The Rocket had the opportunity to speak with Slippery Rock mayor, Jondavid Longo, on how the subject of updating the noise ordinance came to be.
Longo shared that a flag was placed on July 2 to open Slippery Rock’s celebrations for Independence Day. Following the raising of the flag, a member of the Slippery Rock community brought a noise concern to individual borough council members.
According to Longo, the member of the community who brought their concerns to the council lives near Slippery Rock Park. The community member was concerned by the noise decibels the flag was creating and alleged that a test he performed in his home was reading 100 decibels as a result of the flag.
Following the complaints, the borough hired Gateway Engineers to perform tests within Slippery Rock to monitor noise levels. The results showed that noise levels were at the highest when the flag was not raised.
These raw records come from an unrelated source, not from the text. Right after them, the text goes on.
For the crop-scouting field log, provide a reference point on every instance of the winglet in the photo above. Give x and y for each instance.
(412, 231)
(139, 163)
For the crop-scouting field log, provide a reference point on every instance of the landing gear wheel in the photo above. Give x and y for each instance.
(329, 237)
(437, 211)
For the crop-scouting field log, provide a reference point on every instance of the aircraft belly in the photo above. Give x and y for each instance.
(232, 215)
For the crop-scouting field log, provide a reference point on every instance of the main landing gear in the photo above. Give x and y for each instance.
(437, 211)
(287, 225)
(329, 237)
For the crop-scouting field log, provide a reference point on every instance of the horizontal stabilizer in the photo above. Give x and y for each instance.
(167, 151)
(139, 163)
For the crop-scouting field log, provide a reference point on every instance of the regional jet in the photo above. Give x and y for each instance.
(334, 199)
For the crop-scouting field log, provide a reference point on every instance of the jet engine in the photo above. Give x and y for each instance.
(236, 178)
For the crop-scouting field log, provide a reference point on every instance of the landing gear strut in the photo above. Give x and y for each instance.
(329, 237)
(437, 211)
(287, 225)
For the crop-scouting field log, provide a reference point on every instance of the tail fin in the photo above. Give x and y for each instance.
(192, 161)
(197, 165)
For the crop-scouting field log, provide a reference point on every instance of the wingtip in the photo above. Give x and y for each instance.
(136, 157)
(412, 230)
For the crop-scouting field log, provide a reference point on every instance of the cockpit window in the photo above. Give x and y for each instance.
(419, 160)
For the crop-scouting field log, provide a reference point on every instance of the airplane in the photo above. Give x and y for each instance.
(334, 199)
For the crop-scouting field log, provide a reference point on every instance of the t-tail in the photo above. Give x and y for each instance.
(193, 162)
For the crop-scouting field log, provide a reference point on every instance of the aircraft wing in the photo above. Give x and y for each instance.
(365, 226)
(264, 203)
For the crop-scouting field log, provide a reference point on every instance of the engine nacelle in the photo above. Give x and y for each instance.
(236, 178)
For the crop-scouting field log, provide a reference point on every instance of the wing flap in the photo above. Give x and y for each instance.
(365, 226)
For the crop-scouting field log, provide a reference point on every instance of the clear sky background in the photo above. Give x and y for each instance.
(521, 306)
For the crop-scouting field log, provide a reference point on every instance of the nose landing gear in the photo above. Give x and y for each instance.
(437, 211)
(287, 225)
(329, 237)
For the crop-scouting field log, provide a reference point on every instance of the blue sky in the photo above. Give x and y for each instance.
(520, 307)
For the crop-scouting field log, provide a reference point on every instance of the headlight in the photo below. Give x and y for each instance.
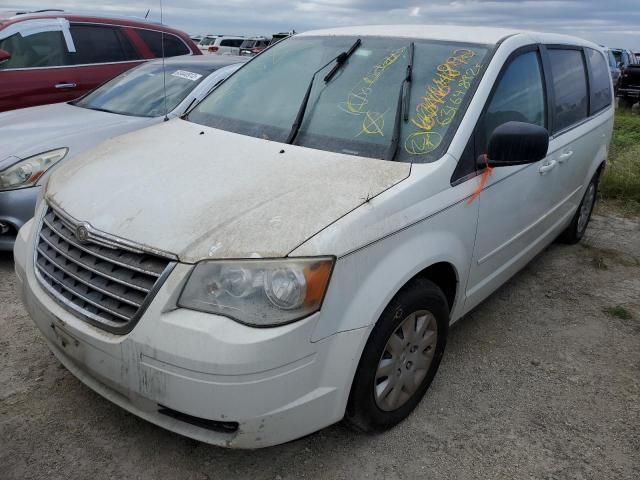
(27, 172)
(261, 293)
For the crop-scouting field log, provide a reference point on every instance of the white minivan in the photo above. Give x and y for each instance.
(293, 252)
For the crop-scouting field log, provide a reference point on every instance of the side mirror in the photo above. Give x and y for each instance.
(4, 56)
(516, 143)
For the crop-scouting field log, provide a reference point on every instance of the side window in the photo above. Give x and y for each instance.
(173, 46)
(100, 44)
(519, 96)
(44, 49)
(601, 87)
(569, 86)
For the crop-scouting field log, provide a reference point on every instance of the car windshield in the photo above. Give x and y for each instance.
(140, 92)
(355, 112)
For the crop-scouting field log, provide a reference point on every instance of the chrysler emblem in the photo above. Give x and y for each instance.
(82, 232)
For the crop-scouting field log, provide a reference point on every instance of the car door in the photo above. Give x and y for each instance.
(515, 205)
(40, 70)
(102, 53)
(576, 139)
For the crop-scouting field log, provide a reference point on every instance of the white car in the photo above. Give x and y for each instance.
(221, 44)
(294, 251)
(36, 139)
Council solicitor Rebecca Black shared that the average decibel reading within Slippery Rock reached 68 decibels. Black’s findings came per the results of the Gateway Engineers report. Gateway Engineers’ testing led to the council re-visiting the current noise ordinance and determined that no specified noise limit was stated within.
Longo shared that because of this, the ordinance was impossible for the town to enforce. This led the council to propose an amendment to the ordinance and wish to raise the maximum decibel level to 90 decibels.
This would ensure that community members having a good time within the park would not be in violation should a crowd at a baseball game begin cheering. The council was very clear that they wanted community members to be able to enjoy the park.
Longo shared that the council’s intent is to find a way to re-establish the noise ordinance to ensure that it is fair to the community. The council is aware that they will not be able to please everyone, though.
Several members of the community attended the meeting on Tuesday, with some voicing their concerns. The council is open for any and all suggestions from the public and encouraged the community members in attendance to contact the borough with said suggestions.
The Rocket reached out to the borough manager, Christian Laskey, for information on how to connect with the community member who initially raised concerns, but did not hear back in time for print.
The borough is set to vote on the amended ordinance at their next scheduled borough meeting on Tuesday, Oct. 17.